USENオフィスサウンド営業部の齋藤淳部長

 気象庁によると今年の夏は全国的に「猛暑」となるらしい。 

 仕事で外回りの人にとっては厳しい夏になりそうだ。ではオフィスにいればいつも涼しく、快適かといえば、そうでもない。

 節電はいまや当たり前になり、キンキンに冷えたオフィスなどはほぼ見られない。最近ではノーネクタイ、ノージャケットのクールビズも定着。玄関ロビーに大きな氷の柱を置いたり、風を感じさせる笹を飾ったりして、企業も五感で涼を感じさせる工夫を凝らしている。

 そんななか、暑さを音楽で乗り越えようという新たなサービスがはじまっている。

 有線放送大手のUSENがはじめたのは、涼感BGMというサービス。6月1日から9月15日までの夏限定で行なわれるのは、仕事の能率が落ちる暑い夏に、ボサノヴァやジャズ、ウクレレなどの爽やかな音楽に波の音や小川のせせらぎといった自然音を加えることでオフィスに「涼」をもたらそうという狙いだ。

 実際に、目を閉じていると確かにオフィスにいることを忘れ、風そよぐ森の中の小川や静かな海岸にのんびり佇んでいるような気分になる。ただ、これを仕事中に流すとなるとどうだろう。果たして仕事になるのだろうか、さらに言えば涼しさを感じられるのか疑問だ。

 そこで、実際にサービス開始当初から涼感BGMを導入している富士通を訪ねてみた。涼しい(かもしれない)夏を体感できるのは、汐留本社内にあるサテライトオフィス「F3rd shiodome」。

 コンセプトがオフィスの自分の席や自宅とも違う3番目の居場所としてつくられているだけあって、電話会議もできるモニターや個室といったハードに加え、ドリンクやお菓子などソフトも充実している。その場所に涼しげなBGMが流れているのだ。

 富士通総務部の相京ひとみさんによれば、導入のきっかけは、サテライトオフィスには音がないために話しづらい、電話にも出づらいといったことから、BGMが欲しいという要望があったからだという。

 そこで、このサービスを導入したところ、最初は「音が気になる」、「うるさい」といった声も聞かれたが、音量を調整したことで、苦情もなくなったとのこと。

 さらに、「ウチのオフィスにはボサノヴァや波の音が流れてカフェにいるみたい」と自慢する声もあがるなど、快適なオフィス環境づくりに一役かっている。

 ただ、「涼しくなるか」と尋ねると「う~ん、どうでしょう(笑)」(相京さん)というお答え。確かに、物理的に温度が下がるわけではないので、当たり前の話か。

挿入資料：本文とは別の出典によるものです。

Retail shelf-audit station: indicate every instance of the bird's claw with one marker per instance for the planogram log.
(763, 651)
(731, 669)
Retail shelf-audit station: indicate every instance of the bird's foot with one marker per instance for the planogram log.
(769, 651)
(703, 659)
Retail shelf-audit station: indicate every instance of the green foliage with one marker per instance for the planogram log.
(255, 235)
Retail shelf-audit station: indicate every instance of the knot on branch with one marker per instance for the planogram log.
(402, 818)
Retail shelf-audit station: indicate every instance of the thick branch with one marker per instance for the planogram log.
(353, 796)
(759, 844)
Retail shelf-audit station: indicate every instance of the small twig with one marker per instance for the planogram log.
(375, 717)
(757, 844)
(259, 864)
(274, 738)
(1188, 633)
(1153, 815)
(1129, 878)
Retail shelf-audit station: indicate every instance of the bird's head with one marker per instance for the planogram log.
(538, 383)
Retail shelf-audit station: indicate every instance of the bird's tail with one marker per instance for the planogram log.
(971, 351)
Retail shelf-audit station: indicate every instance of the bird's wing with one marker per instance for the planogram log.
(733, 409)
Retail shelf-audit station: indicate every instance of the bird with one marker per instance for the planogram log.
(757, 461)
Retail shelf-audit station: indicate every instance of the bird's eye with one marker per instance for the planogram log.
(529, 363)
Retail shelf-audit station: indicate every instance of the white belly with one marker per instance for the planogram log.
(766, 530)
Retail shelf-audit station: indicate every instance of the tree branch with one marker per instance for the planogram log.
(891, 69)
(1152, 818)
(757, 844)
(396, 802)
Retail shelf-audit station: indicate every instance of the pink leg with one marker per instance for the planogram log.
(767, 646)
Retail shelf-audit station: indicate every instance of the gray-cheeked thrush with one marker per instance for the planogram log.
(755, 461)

 とはいえ、サテライトオフィスの環境もあってか、ほのかに聞こえる涼しげな音楽と自然音は、仕事に余裕を与えてくれそうだ。導入者としては、利用者には涼しさはもちろん、優しさも感じてもらいたいのではないだろうか。

音楽による人への影響とビジネスへの活用

 この音を使って人の心に働きかける涼感BGMは、音楽でオフィス環境を快適にする「Sound Design for OFFICE」というUSENが提供するサービスのひとつのジャンルだ。

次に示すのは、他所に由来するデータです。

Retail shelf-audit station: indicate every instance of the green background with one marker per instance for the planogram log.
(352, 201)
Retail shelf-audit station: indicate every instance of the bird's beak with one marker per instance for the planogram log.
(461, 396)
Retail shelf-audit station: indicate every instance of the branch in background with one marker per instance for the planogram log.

 サウンドデザインとは、単にオフィスに音楽があれば心地良い、ということに留まらない。音の専門家である大学教授や精神科医によって監修されたオフィス向けの音楽サービスをいう。

 オフィス用というだけあって効果も「集中力の向上」、そして「リラックス」、「リフレッシュ」、「気づき」と仕事に効くカテゴリーに分けられており、それぞれの目的のために多くの番組が用意されている。合計すると94の専門チャンネルに加え、ラジオも聴くことができる。そこに「涼感BGM」が加わったというわけだ。

 サウンドデザインのサービスをはじめたのは2013年の2月だが、近年、企業からの受注も増えている。ランニングコストが月額5千円からと手軽さが受けていることもあるが、「働き方改革」や「ストレスチェックの義務化」など、働く環境を変える必要に迫られた企業側の事情もあるようだ。

 その効果は、免疫音楽医療学が専門の和合治久埼玉医科大学短期大学名誉教授が行った、生体機能への影響調査で証明されている。

 USENのオフィスサウンド営業部の齋藤淳部長はこう話す。 

 「和合教授の研究結果によると、聴く前と聴いた後では、手の甲の温度や唾液の分泌量、唾液物質が変化し、副交感神経を刺激することもわかっています。たとえば、集中力の向上が必要な場合には、モーツァルトやバッハ、ショパンなどのクラシック音楽が効果的です」

 さらに効果を高めようと、和合教授の研究エビデンスを基にして作曲されたオリジナル楽曲まであるほどだ。番組名も「働く人の生産性を高めるバロック音楽」や「働く人のミスを軽減するクラシック」といった具合で、どこに効くのかがひと目で分かる。

 こうした音楽による人への影響は具体的な効果が解明されてきている。

 スーパーマーケットなどで閉店のサインとして「蛍の光」が流れるように、サウンドデザインのサービスの中では、時間管理のツールとしても使われている。

 その例でいえば、住宅大手の三井ホームのケースが挙げられる。同社の終業時間は18時で、その時間に部門ごとの終礼を行っていたが、18時にロッキーのテーマを流して時間のメリハリをつけることによって、退社しやすくなった。結果として、残業時間が24%削減されたというデータも出ている。

 他にも、スーパーマーケットが午前中は高齢のお客さんが多いことからスローテンポな音楽を流し、仕事帰りのお客さんが多い夕方は、アップテンポな曲を流して、購買行動に影響を与えるという話がある。

 音楽をはじめとする音の可能性はまだまだ広がりそうだ。齋藤氏も、「お客さまからの反応で知る効果も多く、さらにエビデンスを蓄積することで、ビジネスの可能性も広がると感じています」という。

 次に誕生するサービスで、音のどんな可能性を見せてくれるのか楽しみだ。